Bagian 2: Jejak yang Tertinggal
Adim menggigil meski udara sore Sidoarjo tidak terlalu dingin. Bisikan tadi masih terngiang di telinganya, padahal dia yakin tidak ada siapa pun di sekitar. Dia memeriksa kaca spion, memperhatikan jalanan di belakangnya, tapi yang terlihat hanya beberapa kendaraan yang lewat dan bayangan pepohonan yang mulai memanjang.
“Jangan paranoid, Dim,” gumamnya pada diri sendiri, mencoba menenangkan rasa takut yang mulai merayap.

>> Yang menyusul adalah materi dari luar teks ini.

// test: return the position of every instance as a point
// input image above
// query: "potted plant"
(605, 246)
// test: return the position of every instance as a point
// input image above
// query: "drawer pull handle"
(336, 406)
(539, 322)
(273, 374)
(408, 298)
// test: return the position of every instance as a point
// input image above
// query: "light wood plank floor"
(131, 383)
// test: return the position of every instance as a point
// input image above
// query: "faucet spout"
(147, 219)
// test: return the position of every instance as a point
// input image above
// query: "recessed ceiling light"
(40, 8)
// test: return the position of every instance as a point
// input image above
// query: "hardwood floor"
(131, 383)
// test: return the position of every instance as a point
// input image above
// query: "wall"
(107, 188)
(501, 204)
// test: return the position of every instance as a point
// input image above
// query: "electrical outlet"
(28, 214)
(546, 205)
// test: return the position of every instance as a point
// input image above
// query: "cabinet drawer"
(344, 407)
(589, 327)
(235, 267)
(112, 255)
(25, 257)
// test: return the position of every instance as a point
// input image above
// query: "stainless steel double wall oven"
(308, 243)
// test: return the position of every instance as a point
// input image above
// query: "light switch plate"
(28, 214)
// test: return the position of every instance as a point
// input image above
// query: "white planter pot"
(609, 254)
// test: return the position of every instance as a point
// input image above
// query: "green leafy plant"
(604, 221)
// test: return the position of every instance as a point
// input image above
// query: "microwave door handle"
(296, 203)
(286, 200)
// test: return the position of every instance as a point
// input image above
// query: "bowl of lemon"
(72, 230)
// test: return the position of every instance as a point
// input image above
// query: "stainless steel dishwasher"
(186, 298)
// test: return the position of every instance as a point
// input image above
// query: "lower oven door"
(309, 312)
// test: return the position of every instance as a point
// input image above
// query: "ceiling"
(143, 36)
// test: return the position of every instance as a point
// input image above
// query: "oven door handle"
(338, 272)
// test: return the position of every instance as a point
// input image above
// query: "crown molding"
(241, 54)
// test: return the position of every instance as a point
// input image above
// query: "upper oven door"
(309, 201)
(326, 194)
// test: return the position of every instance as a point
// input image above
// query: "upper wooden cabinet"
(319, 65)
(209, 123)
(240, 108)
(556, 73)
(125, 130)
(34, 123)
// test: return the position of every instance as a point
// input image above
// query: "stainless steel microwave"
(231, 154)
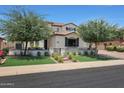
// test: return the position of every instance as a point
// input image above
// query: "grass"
(20, 61)
(87, 58)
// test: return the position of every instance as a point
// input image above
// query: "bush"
(70, 56)
(74, 60)
(60, 59)
(6, 51)
(38, 54)
(79, 53)
(46, 53)
(120, 49)
(86, 53)
(74, 53)
(111, 48)
(56, 57)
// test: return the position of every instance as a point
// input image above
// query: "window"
(58, 29)
(18, 46)
(32, 44)
(71, 42)
(70, 29)
(37, 43)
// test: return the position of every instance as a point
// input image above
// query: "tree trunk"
(21, 52)
(25, 50)
(96, 45)
(90, 45)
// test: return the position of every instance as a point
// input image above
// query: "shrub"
(70, 56)
(68, 53)
(92, 53)
(74, 53)
(56, 57)
(86, 53)
(38, 54)
(60, 59)
(46, 53)
(111, 48)
(120, 49)
(6, 51)
(79, 53)
(74, 60)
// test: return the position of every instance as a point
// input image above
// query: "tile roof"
(63, 33)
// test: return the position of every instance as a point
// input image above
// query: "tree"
(24, 26)
(120, 34)
(96, 31)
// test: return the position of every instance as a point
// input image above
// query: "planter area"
(88, 55)
(115, 48)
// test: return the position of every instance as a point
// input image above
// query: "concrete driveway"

Dia kembali menatap kotak di belakang motor. Kotak itu terlihat biasa saja, kecokelatan dan agak lusuh seperti paket lainnya. Tapi isi di dalamnya—buku tua dengan tulisan merah di halaman pertama—membuatnya gelisah. Adim bukan tipe orang yang percaya hal-hal mistis, tapi ada sesuatu tentang buku itu yang membuatnya ingin menjauh sejauh mungkin.
Namun, pekerjaan adalah pekerjaan. Dia harus menyelesaikan pengantaran hari itu. Dengan enggan, Adim memutuskan untuk menunda memikirkan buku itu dan melanjutkan perjalanan ke rumah Bu Rina.
Ketika tiba di depan rumah Bu Rina, Adim merasakan ada yang berbeda. Rumah bercat hijau muda itu terlihat sunyi, meskipun lampu teras menyala. Biasanya, Bu Rina akan menunggu di depan atau setidaknya menyembulkan kepala dari jendela saat mendengar suara motornya.
Adim mengetuk pintu beberapa kali.
“Bu Rina?” panggilnya.
Tidak ada jawaban.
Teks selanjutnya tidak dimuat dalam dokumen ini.